Crank spider power meters
Spider-based power meters rose to prominence in the late 1980s with SRM who pioneered the concept. Available in various shapes and sizes these power meters are compatible with most bottom bracket and chainring BCD patterns and can be purchased individually as a spider or complete chainset. Leading products here come from brands such as SRM, Quarq and Power2Max, each of which offers varying price points, weights and power-measuring functionality.
The compatibility here can be somewhat daunting, but manufacturers simplify things by offering spider-based power meters based upon the make-model of the crank you're using. The only thing to then consider is chainring BCD; you'll generally have 4- or 5- bolt configuration, and the bolt-circle-diameter will generally be written on your current chainrings.
Accurate and affordable for multiple bike owners
Favero’s Assioma power pedals are lighter, cheaper and more accurate than PowerTap and Garmin’s offerings, making them our number one choice.
It's a tidy-looking package - all the sensors and strain gauges are located in a housing next to the pedal body, which measures directly at each axle. The Assiomas look like an ordinary pedal, and it keeps the electronics from getting damaged by falls or impacts, so it's easier to maintain down the line. They're also IP67 certified.
Unlike other power meters that harvest data based on the angular velocity of the crank arm through each rotation, the Assioma uses an instantaneous angular velocity (IAV) measuring technique thanks to an on-board gyroscopic sensor. According to Favero, the IAV way of harvesting data is class-leading, with accuracy to a maximum deviation of only one percent.
Aesthetically, and mechanically, one of the best units on the market
Quarq’s latest spider-based masterpiece, the DZero, can be ordered as an individual spider or as a complete crankset in either aluminium or carbon.
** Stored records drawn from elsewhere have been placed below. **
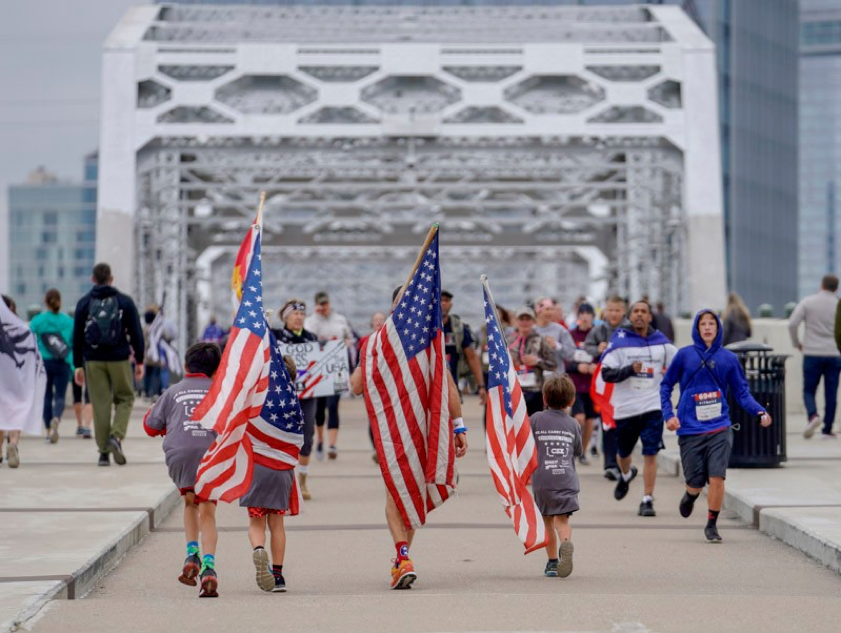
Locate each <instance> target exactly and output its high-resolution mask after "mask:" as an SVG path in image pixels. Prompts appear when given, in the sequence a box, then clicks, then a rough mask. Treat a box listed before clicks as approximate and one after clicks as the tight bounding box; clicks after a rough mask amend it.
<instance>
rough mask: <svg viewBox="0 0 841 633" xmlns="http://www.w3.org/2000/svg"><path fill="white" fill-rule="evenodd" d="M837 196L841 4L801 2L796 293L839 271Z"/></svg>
mask: <svg viewBox="0 0 841 633" xmlns="http://www.w3.org/2000/svg"><path fill="white" fill-rule="evenodd" d="M839 195H841V3H839V2H838V0H801V3H800V235H799V239H800V266H799V286H798V287H799V293H800V296H801V297H802V296H805V295H808V294H811V293H813V292H815V291H816V289H817V287H818V284H819V283H820V278H821V277H822V276H823V275H825V274H826V273H829V272H834V273H838V271H839V265H841V253H839V243H838V239H839V217H838V210H839V202H838V198H839Z"/></svg>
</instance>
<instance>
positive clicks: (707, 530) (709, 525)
mask: <svg viewBox="0 0 841 633" xmlns="http://www.w3.org/2000/svg"><path fill="white" fill-rule="evenodd" d="M704 536H706V537H707V543H721V535H720V534H719V533H718V528H717V527H716V526H714V525H708V526H707V527H705V528H704Z"/></svg>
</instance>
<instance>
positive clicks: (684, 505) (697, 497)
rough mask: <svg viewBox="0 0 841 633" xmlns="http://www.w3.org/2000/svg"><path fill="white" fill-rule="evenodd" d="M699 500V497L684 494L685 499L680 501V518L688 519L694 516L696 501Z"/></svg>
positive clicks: (683, 493)
mask: <svg viewBox="0 0 841 633" xmlns="http://www.w3.org/2000/svg"><path fill="white" fill-rule="evenodd" d="M697 499H698V497H690V496H689V493H688V492H684V493H683V498H682V499H681V500H680V505H679V506H678V509H679V510H680V516H682V517H683V518H684V519H688V518H689V515H690V514H692V510H693V509H694V508H695V501H696V500H697Z"/></svg>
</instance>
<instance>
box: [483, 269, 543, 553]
mask: <svg viewBox="0 0 841 633" xmlns="http://www.w3.org/2000/svg"><path fill="white" fill-rule="evenodd" d="M485 284H487V282H485ZM484 292H485V326H486V328H487V332H488V406H487V413H486V429H487V431H486V436H487V446H488V463H489V464H490V467H491V475H492V476H493V480H494V485H495V486H496V491H497V492H498V493H499V498H500V500H501V501H502V505H503V506H504V507H505V512H506V514H508V516H509V517H510V518H511V520H512V521H513V522H514V530H515V531H516V532H517V536H518V537H520V540H521V541H522V543H523V545H524V546H525V548H526V552H525V553H526V554H528V553H530V552H533V551H535V550H538V549H540V548H542V547H545V546H546V530H545V527H544V525H543V517H542V516H541V515H540V512H539V511H538V509H537V506H535V504H534V498H533V497H532V495H531V492H530V491H529V489H528V482H529V478H530V477H531V475H532V473H533V472H534V471H535V469H536V468H537V453H536V450H535V442H534V436H533V435H532V432H531V426H530V425H529V417H528V414H527V413H526V402H525V399H524V398H523V392H522V389H521V388H520V383H519V381H518V380H517V372H516V371H514V367H513V364H512V362H511V357H510V355H509V353H508V347H507V345H506V344H505V336H504V335H503V333H502V331H501V330H500V327H499V323H498V322H497V320H496V315H495V312H494V306H493V301H492V299H491V297H490V293H489V292H488V288H487V285H486V286H485V291H484Z"/></svg>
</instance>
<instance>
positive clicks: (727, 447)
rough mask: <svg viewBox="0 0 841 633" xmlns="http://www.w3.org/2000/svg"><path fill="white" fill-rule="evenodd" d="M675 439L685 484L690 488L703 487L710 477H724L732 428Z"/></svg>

Not only are the strain gauges located within the spider but it also benefits from a built-in accelerometer to simplify function and boost accuracy — with a variance of only 1.5 percent.
The DZero power meter is compatible with all bottom bracket types and BCD configurations and there’s even a version for Shimano-specific chainrings called DFour. The DZero’s biggest selling point is its ability to measure power from both the left and right leg which helps improve pedal efficiency and power balance.
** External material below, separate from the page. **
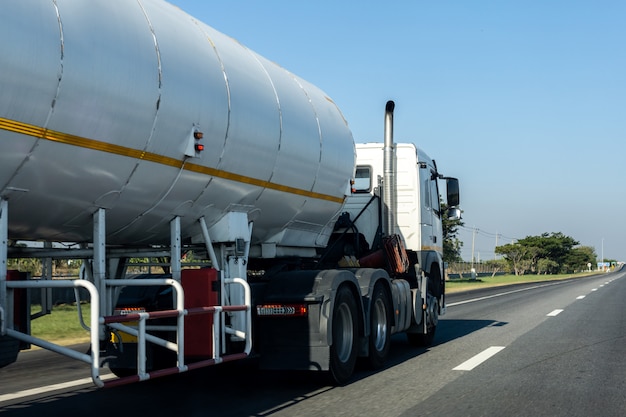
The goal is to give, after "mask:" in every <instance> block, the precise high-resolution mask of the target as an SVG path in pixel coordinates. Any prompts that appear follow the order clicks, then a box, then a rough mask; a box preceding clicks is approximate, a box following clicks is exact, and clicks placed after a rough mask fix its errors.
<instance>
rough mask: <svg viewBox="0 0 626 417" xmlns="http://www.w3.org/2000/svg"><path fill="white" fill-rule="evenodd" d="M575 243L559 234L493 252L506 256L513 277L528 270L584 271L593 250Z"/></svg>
mask: <svg viewBox="0 0 626 417" xmlns="http://www.w3.org/2000/svg"><path fill="white" fill-rule="evenodd" d="M576 245H578V242H577V241H576V240H575V239H574V238H572V237H570V236H566V235H564V234H563V233H561V232H557V233H543V234H541V235H540V236H527V237H525V238H524V239H519V240H518V241H517V242H516V243H514V244H508V245H503V246H498V247H497V248H496V253H499V254H501V255H504V256H505V259H506V260H507V261H508V262H509V263H510V264H511V265H512V267H513V270H514V271H515V275H521V274H524V273H525V272H526V271H531V272H534V273H537V274H546V273H548V274H552V273H559V272H561V273H563V272H565V273H567V272H573V271H576V270H580V269H583V266H584V265H586V264H587V263H588V262H593V261H594V259H595V253H594V250H593V248H589V247H585V246H582V247H578V248H574V246H576Z"/></svg>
The budget friendly winner
Weighing in at a scant 9g more than the crank it'll replace, the 4iiii Precision power meter represents the pinnacle of lightweight options on the market. Available as a crank-based left-side-only, or dual-sided unit the company claims it is 99 percent accurate.
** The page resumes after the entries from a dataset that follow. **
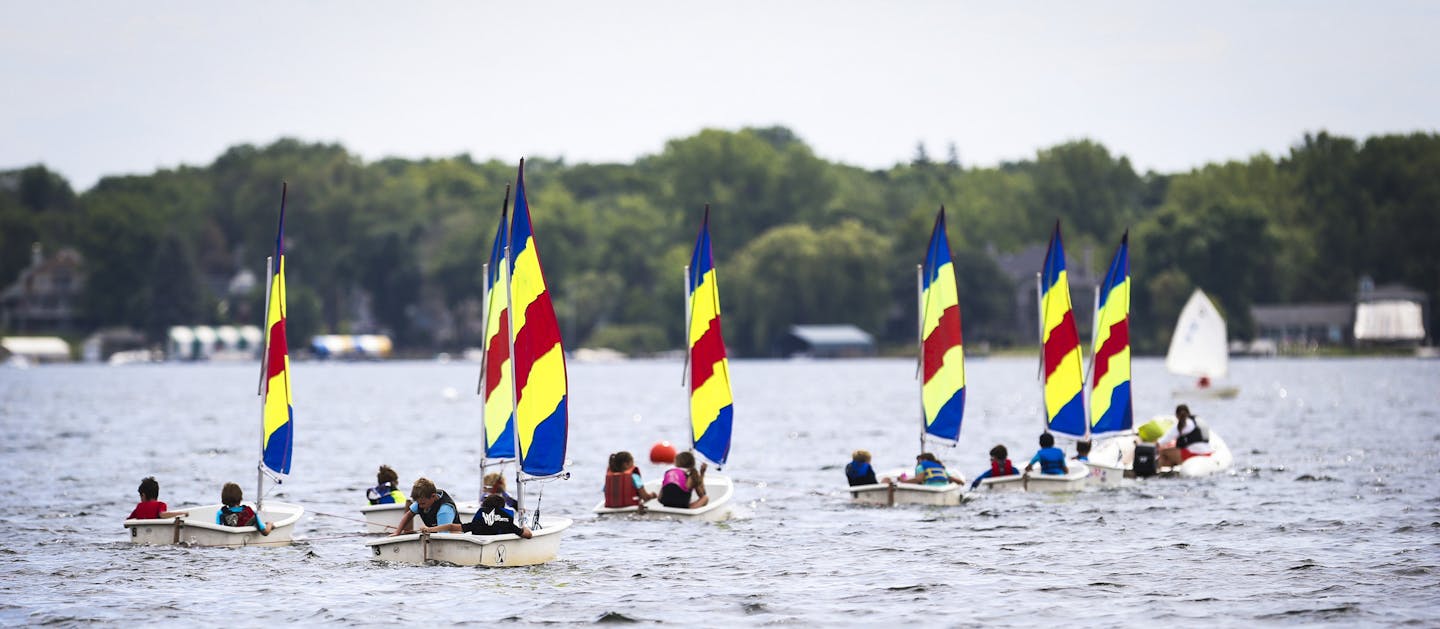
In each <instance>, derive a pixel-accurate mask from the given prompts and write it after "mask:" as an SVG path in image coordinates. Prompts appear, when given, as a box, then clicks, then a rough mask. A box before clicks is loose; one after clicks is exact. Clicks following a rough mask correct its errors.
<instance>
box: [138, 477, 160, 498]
mask: <svg viewBox="0 0 1440 629" xmlns="http://www.w3.org/2000/svg"><path fill="white" fill-rule="evenodd" d="M140 498H141V499H158V498H160V481H156V476H145V479H144V481H140Z"/></svg>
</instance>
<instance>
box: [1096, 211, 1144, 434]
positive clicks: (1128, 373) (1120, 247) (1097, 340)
mask: <svg viewBox="0 0 1440 629" xmlns="http://www.w3.org/2000/svg"><path fill="white" fill-rule="evenodd" d="M1094 321H1096V328H1094V338H1093V343H1094V350H1093V351H1092V353H1090V357H1092V358H1090V360H1093V364H1092V370H1090V433H1092V435H1100V433H1110V432H1123V430H1129V429H1132V427H1135V406H1133V400H1132V399H1130V232H1125V236H1122V237H1120V248H1119V249H1116V250H1115V258H1113V259H1112V261H1110V269H1109V271H1106V273H1104V282H1102V284H1100V298H1099V302H1097V304H1096V311H1094Z"/></svg>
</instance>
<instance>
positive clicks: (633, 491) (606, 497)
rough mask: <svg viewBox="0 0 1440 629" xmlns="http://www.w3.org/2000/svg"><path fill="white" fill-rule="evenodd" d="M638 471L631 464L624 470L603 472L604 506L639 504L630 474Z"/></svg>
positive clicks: (634, 487)
mask: <svg viewBox="0 0 1440 629" xmlns="http://www.w3.org/2000/svg"><path fill="white" fill-rule="evenodd" d="M638 474H639V471H638V469H635V466H634V465H632V466H631V468H629V469H626V471H624V472H605V507H609V508H616V507H634V505H638V504H639V492H636V491H635V481H634V479H631V476H632V475H638Z"/></svg>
The product portfolio comprises just three off-the-shelf options in the form of Shimano Dura-Ace, Ultegra and 105, but you can send your own crank directly to 4iiii Innovations to have a power pod retrofitted, something the company calls a ‘Factory Install’. Prospective buyers should be aware of compatibility issues pertaining to crank clearance at the chain-stays; 4iiii Innovations recommends checking this before ordering.
Compatible with most cycling computers
Now in its third generation, the Garmin Vector 3S pedals have ironed out all of the idiosyncrasies of its forebears and packaged them into a near-faultless, sleek-looking product.
At 316g a pair, they’re not the lightest pedals around but the convenience they offer as a portable training tool more than makes up for the added heft. Pairing them to a Garmin Edge via ANT+ or Bluetooth is simple — in fact, they’re compatible with most cycling computers.